Post n°169 pubblicato il 09 Novembre 2011 da d.u.n.s
 
Tag: 2011, Live, Yuck

 

 

the base
of a dream
is empty


Ogni volta che vengo a milano mi sento male. La circonvallazione esterna, viale umbria, piazza lodi, viale toscana mi fa tornar su la cena. Quel tratto buio attraverso il parco di non-so-cosa mi strizza i colleoni. Quando piove, poi. Sono un provinciale. La città mi deprime. Milano fuori dal reticolo di vie del centro storico è orrenda e disumana. Un posto orribile dove crescere dei figli. Il rocket è un buco, una topaia. Il rocket è un postaccio quasi senza insegna (si veda lo street view qui sotto, con tanto di auto scofanata che piscia olio sull'asfalto). Un baretto budello, due buttafuori slavi, un paio di porte tipo saloon, due scale e la buca dei concerti. Il cesso a destra. Questo sarebbe il posto giusto per del death metal o per un gig dei depravati gravedigger five, tipo tales from the grave o anche per quei debosciati dei church of misery. Via Pezzotti adatta al remake di the night of the living dead. Zombie tra i tombini e le rotaie del tram. Poi piove, lo sottolineo. Mi viene da chiedere, ma è normale che un concerto incominci a mezzanotte e dieci di un giorno infrasettimanale e duri cinquanta minuti? Non vi pare una cazzata farci aspettare più di un'ora nel sopracitato budello (fuori pioveva, già detto?) dove non ci si muove o quasi, in attesa che il gruppo di spalla (chaos surfari) termini il sound-check e si possa scendere nella buca. Occhei, la faccio finita.
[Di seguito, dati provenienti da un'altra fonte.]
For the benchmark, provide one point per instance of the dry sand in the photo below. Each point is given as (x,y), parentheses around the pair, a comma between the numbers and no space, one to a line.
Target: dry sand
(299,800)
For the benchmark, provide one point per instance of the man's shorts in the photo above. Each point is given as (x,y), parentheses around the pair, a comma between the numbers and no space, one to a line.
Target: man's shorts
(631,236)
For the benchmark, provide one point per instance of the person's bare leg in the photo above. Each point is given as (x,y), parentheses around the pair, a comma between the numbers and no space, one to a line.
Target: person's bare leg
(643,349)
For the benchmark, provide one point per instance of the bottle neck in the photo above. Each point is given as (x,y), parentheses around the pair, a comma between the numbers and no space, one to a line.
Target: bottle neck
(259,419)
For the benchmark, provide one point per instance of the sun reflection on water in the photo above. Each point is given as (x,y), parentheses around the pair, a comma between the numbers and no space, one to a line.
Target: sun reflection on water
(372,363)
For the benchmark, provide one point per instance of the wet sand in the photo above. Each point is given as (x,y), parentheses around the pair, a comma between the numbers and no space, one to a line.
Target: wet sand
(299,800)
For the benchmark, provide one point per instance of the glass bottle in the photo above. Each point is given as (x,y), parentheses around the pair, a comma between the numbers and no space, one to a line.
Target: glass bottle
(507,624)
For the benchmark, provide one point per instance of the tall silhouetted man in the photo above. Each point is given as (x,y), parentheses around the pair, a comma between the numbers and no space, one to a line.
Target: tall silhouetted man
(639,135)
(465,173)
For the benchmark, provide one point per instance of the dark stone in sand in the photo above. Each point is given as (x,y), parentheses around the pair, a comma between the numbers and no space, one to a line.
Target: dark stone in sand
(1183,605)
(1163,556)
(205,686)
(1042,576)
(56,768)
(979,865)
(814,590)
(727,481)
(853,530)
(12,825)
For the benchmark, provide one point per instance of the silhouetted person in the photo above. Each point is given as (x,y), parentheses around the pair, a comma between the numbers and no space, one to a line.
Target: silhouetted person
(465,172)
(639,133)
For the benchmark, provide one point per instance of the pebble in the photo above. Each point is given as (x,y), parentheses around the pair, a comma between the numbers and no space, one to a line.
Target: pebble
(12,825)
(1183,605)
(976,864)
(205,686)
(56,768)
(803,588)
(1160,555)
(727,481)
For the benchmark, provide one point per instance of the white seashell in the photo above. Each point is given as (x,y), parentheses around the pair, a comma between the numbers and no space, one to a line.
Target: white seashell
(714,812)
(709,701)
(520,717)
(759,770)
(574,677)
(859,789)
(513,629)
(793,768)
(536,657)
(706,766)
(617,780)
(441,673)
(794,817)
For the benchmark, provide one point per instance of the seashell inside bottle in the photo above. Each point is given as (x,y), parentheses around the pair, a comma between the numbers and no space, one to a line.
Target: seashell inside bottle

Arrivo al rocket giusto giusto quel paio d'ore prima che inizi il concerto. Entro nel locale preceduto dagli yuck stessi (anche di spalle il profilo capellifero di rogoff è inconfondibile) e accompagnato da serena (ma di questo che vi può fregare). Il furgone della band è parcheggiato davanti all'entrata, per la cronaca. Compro il cd deluxe, consumo la consumazione, esco a fumare con sere, chiacchiero con sere, piscio (da solo) eccetera. Gli yuck sono la mia band per il 2011, il gruppo londinese che suona come venisse da un punto imprecisato tra aberdeen (washington) e ahmerst (massachusetts). La versione deluxe ha sei pezzi nuovi, tra i quali la mia favorita è la ballata stordita di milkshake. Nel cd deluxe c'è una foto di Rogoff con il cappello da laureato. Dire che l'artwork è spartano puzza di eufemismo. Niente testi, ovviamente. Il disco è stato registrato nella camera da letto di Max Bloom, se vi interessa saperlo. Ne avevamo scritto qui sopra tempo fa, sempre se interessa. Non della camera da letto, eh.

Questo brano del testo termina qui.